Nejanimb, I like the way you think. Keep it up.

The building events have particular appeal for the kids who need tangible feedback as part of their learning - those who learn with their hands, touching, manipulating, and modifying things, observing cause and effect, and getting the satisfaction of making something do what they intended for it to do. Building events are a great hook for higher learning, and a great confirmation of theoretical thinking. We just have to make sure that the building events stay challenging but appropriate, and never let them become mediocre or trivial.

I don't have a great deal of experience with JYC, I'm coaching it for the first time this year. My kids have enjoyed it, the problem-solving opportunities are hard to match in any other events. Further, we can have a number of kids working on different ideas simultaneously. I think that this year's problems have been buildable on multiple levels, from all-thumbs to sophisticated competitor. I like events with open-ended, non-discrete scoring, so measured quantities (efficiency of bridge, accuracy of JYC scale, flight times, etc) make good scoring schemes. Counting points works if you give teams so many scoring opportunities and so little time (or other resources) that no one can actually complete the task; without that you use tie-breakers like (measured) time or mass.

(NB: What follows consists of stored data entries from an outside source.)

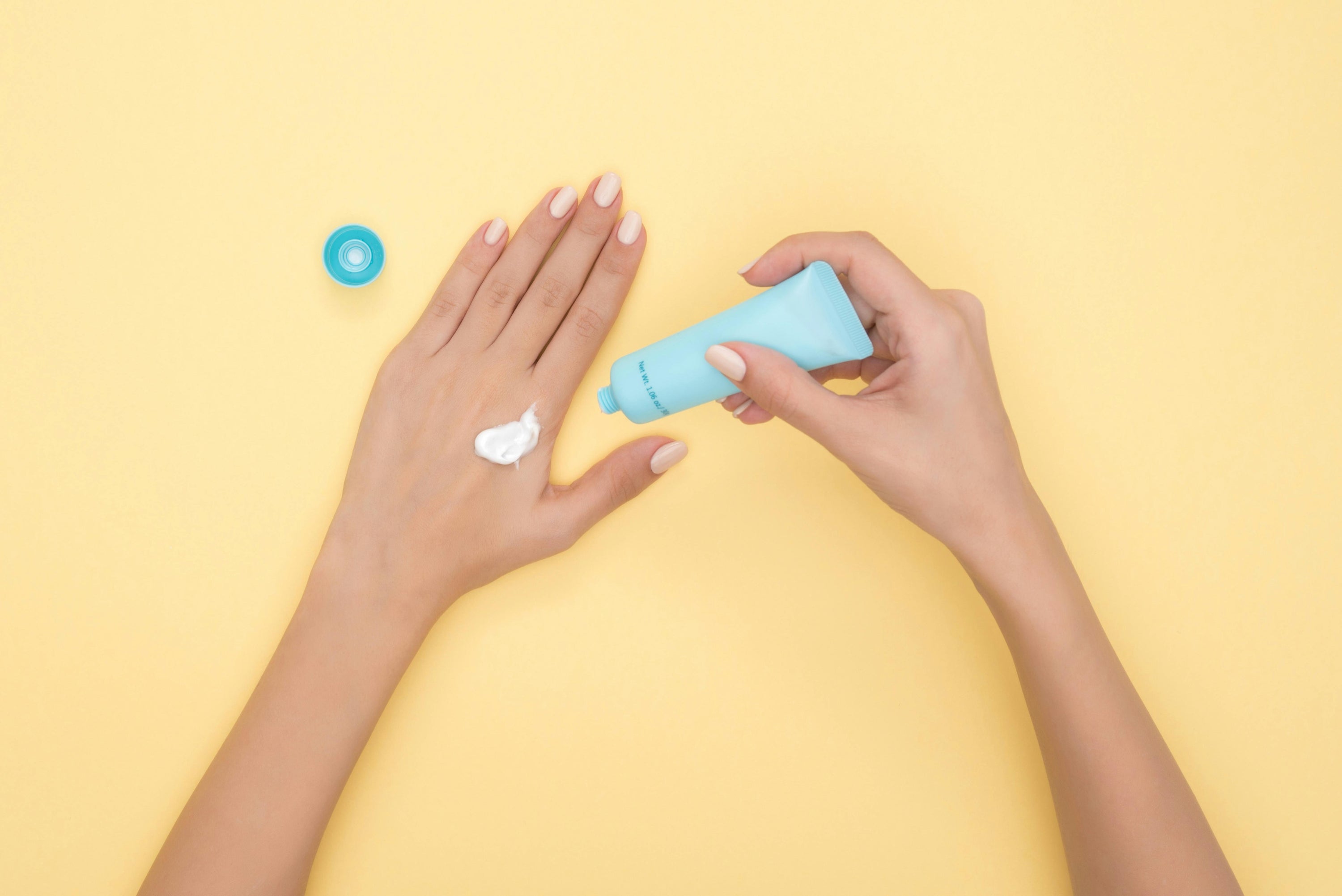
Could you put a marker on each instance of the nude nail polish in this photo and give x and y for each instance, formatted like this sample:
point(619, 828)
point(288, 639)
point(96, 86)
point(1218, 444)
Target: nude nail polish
point(669, 456)
point(726, 363)
point(494, 231)
point(630, 229)
point(563, 202)
point(607, 190)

The difficulty I've encountered with JYC has been with judges who approach the event with pre-conceived notions of what the kids should have built. JYC claims to be a spiritual successor to Mystery Architecture. MA was also notorious for being run badly. I don't think it's the kids who have trouble dealing with the abstractions of these events, it's the people who run the events with a rigid, and unyielding, focus. That's probably in the nature of a competition: well defined rules are readily defended and tend to yield clear winners.

My only strong objection here is with the mystery material. In MA, devices were built on the fly out of whatever junk was made available, but the performance expectation was minimal (hold something above the table for 30 seconds...). In JYC the kids are expected to produce high-performance, precision devices, and then expected to incorporate something from a wide-open field of possibilities without compromising the performance. When you give the judges the opportunity to determine whether a use is "significant", then you open the door to misinterpretation, uneven application of the rules, and a bad rap for the event. I've seen it done. My suggestion would be to eliminate the mystery material, or make it a minor bonus rather than a "tier 3" outcome, or publish, in advance, a short list of possible materials which might be used and specific uses that the judges will disallow at a given tournament. That could clear the air.